3. Who helped him gin this thing up, anyway?

A good question. The only economic policy adviser Cain has named is a guy named Rich Lowrie (here’s his LinkedIn profile) whose economic credentials are, shall we say, limited. For one, he doesn’t have an economics degree, although Cain called him an economist during the debate Tuesday night. Second, his professional experience extends to helping run a Wells Fargo wealth management division outside of Cleveland, Ohio, and sitting on the boards of various conservative economic groups. Cain has refused to offer up the names of any other advisers.

4. What are Republicans saying about the plan?

Reaction on the right could be described as generally positive but with a host of caveats. As one might imagine, the best part of the plan, in the eyes of conservatives, is lower tax rates. The main objections include the fact that by adding a new 9 percent national sales tax, Cain’s plan gives the federal government a new revenue stream which, some argue, would inevitably lead to more government and/or more taxes.

An analysis by Tea Party group FreedomWorks put it thus:

Mr. Cain’s 999 plan is on the right track with its goal of a lower, flatter, simpler, fairer, more transparent tax system. Nine percent would be a wonderful top rate for the income tax, compared to today’s 35% top rate. And let’s face it, abolishing the payroll tax and the death tax would simply be awesome.

But adding a national retail sales tax on top of the federal income tax (even a flat tax) is a bad idea, because it creates the infrastructure for a federal-level, European-style [value-added tax, or VAT].

And if Cain’s 9% personal flat tax failed to remain flat (as happened with Ronald Reagan’s promising but ultimately failed 1986 tax reform), we would end up with the worst of both worlds: a confiscatory income tax and a job-crushing VAT.

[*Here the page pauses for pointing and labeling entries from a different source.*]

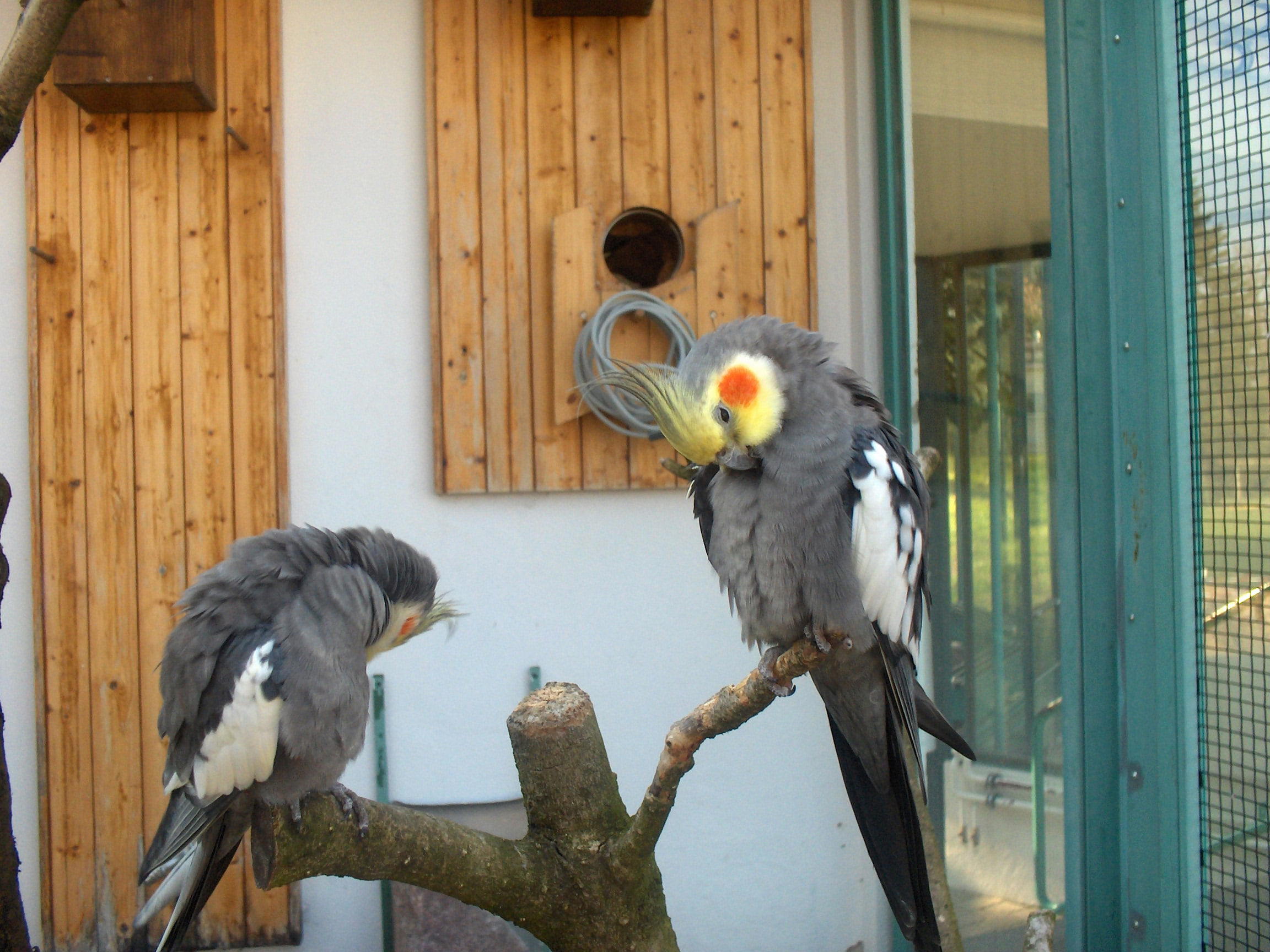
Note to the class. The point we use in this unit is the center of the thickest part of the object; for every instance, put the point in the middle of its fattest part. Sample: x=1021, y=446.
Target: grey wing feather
x=323, y=677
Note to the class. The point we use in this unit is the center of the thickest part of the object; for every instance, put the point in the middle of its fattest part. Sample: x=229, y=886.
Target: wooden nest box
x=145, y=56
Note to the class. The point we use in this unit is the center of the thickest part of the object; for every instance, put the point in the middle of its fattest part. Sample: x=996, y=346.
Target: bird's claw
x=351, y=807
x=767, y=672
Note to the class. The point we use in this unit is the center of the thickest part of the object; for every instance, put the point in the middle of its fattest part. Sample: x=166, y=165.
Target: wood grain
x=207, y=412
x=784, y=144
x=690, y=97
x=738, y=148
x=110, y=510
x=60, y=523
x=574, y=298
x=158, y=407
x=645, y=182
x=700, y=105
x=155, y=427
x=459, y=249
x=254, y=331
x=549, y=51
x=599, y=154
x=496, y=99
x=718, y=286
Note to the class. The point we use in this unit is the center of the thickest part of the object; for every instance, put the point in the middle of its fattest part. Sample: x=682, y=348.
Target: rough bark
x=28, y=57
x=583, y=878
x=13, y=919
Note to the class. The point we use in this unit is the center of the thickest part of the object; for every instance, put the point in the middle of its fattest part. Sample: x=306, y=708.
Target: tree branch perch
x=583, y=878
x=27, y=59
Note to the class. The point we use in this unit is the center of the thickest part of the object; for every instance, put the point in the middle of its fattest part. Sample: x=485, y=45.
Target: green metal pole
x=996, y=502
x=381, y=794
x=1039, y=859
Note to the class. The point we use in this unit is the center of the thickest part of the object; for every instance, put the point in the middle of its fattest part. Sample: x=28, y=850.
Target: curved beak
x=736, y=458
x=677, y=409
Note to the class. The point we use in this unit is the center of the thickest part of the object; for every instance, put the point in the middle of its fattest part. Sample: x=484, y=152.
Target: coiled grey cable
x=592, y=358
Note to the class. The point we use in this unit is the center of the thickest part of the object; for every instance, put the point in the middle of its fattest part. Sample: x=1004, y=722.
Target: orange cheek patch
x=738, y=386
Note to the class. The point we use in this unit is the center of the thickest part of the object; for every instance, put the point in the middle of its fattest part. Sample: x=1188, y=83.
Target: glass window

But while there may be some qualms over the plan, there’s much greater enthusiasm for the plan’s messenger. One blogger at conservative web forum RedState notes that Cain’s ability to sell his plan to the American public, whatever its flaws, is a positive thing in and of itself.

Yes, that it is appealing doesn’t make it workable or a good idea. But it does make it an appealing idea. Which is a helluva lot better than the alternatives we have so far. You’re not going to find crowds at Romney rallies chanting “59 Points!” or even understanding what the hell is in his 160-page economic plan. (Although, a Romney rally where the crowd did chant his entire economic plan would be akin to a Buddhist funeral ceremony… hours and hours of chanting….) Perry’s economic plan is easy to understand, and has a built-in slogan… oh wait… he hasn’t released one yet. Nevermind then…

There’s a deeper point to be made here. Cain often says on the stump that his job as President will be to educate and inform the American people, because “If people understand it, they will demand it.